Antarctica and Other News

Comments that go beyond praise and nays Johan adds information about Antarctica and why the British are worried — Antarctica is not an island with ice, it’s a continent with ice. Apparently the balance between melting in one area and more ice being deposited in another area may no longer be holding. When I find more information on this, I’ll post myself.

In a January 19 post on his own blog, Johan discusses this further. His blog is always interesting, check it out generally.

The always excellent Juliet Elperin in today’s Washington Post looks at some of the concerns being strongly expressed in the scientific community about how rapidly people need to cut back carbon use (half in 50 years, even as population and per capita consumption continue to rise). As I understand it, there are a range of estimates coming from the science and energy policy communities, and many recommend much more rapid and sharp reductions in carbon use, but the article doesn’t reflect that there are pessimists involved in climate and energy policy more pessimistic than those cited.

Major point: we are looking at creating a Earth widely different from the one we currently live on, just as this Earth is very different from 20,00 years ago, think ice several km thick over Wisconsin. This new Earth may occur in the lifetime of many people who are alive today.
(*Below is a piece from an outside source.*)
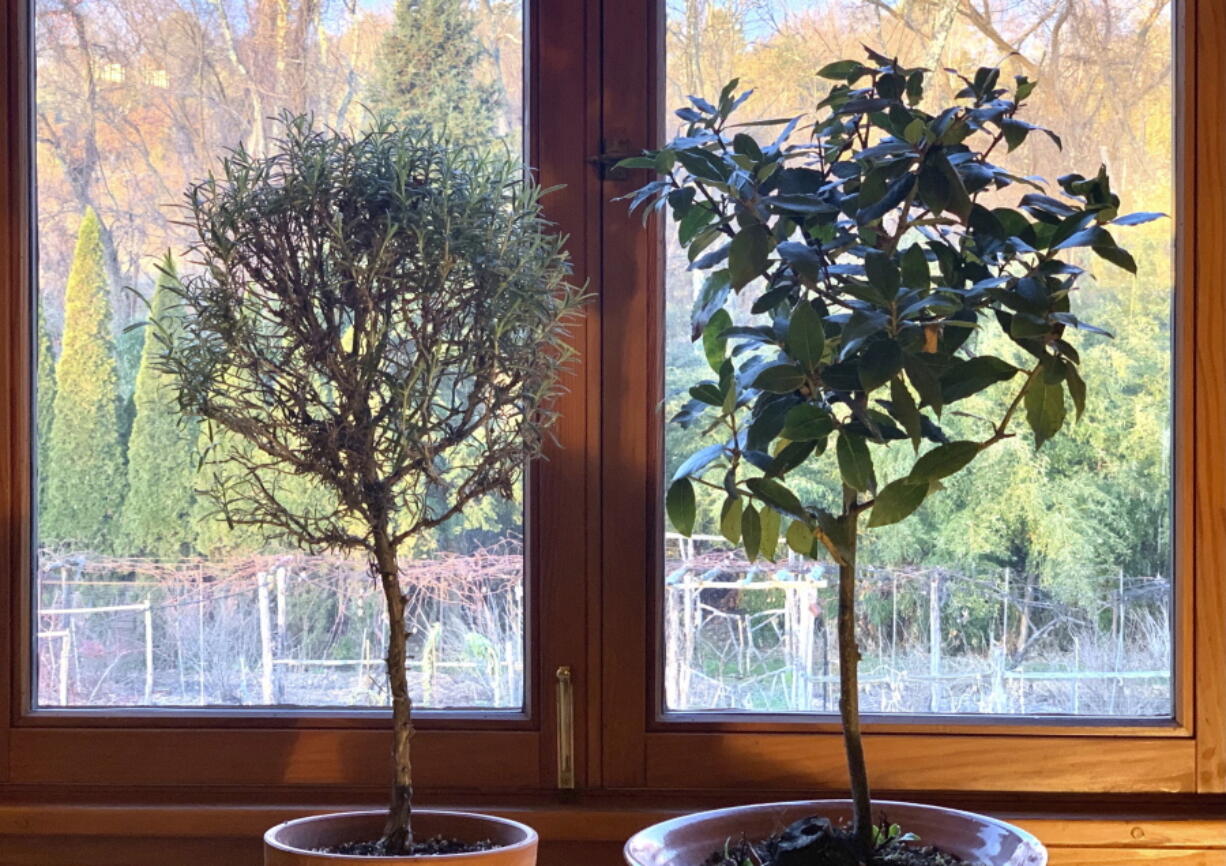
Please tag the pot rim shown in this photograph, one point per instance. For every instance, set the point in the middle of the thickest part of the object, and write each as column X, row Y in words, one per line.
column 818, row 805
column 529, row 840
Also discussed is the Bush administration’s attempt to muzzle one of the most respected people studying climate change, James Hansen of NASA. This is a clever tactic, encouraging news sources and blogs that only cover controversy to cover climate change as well. The result is that Bush doesn’t get any kudos from any source, but the information is more widely spread.

But not widely spread enough. Think how slowly Americans responded to information about tobacco. We don’t have that amount of time, apparently, to respond to climate change.

Real Climate looked more than a year ago at What does the lag of CO2 behind temperature in ice cores tell us about global warming? While the numbers appear to be slightly different from what I heard John Harte say (preceding blog), the concept is the same: normally orbital changes cause the Earth to start warming, more carbon dioxide is produced, and the Earth warms much more than can be explained by the orbital changes alone.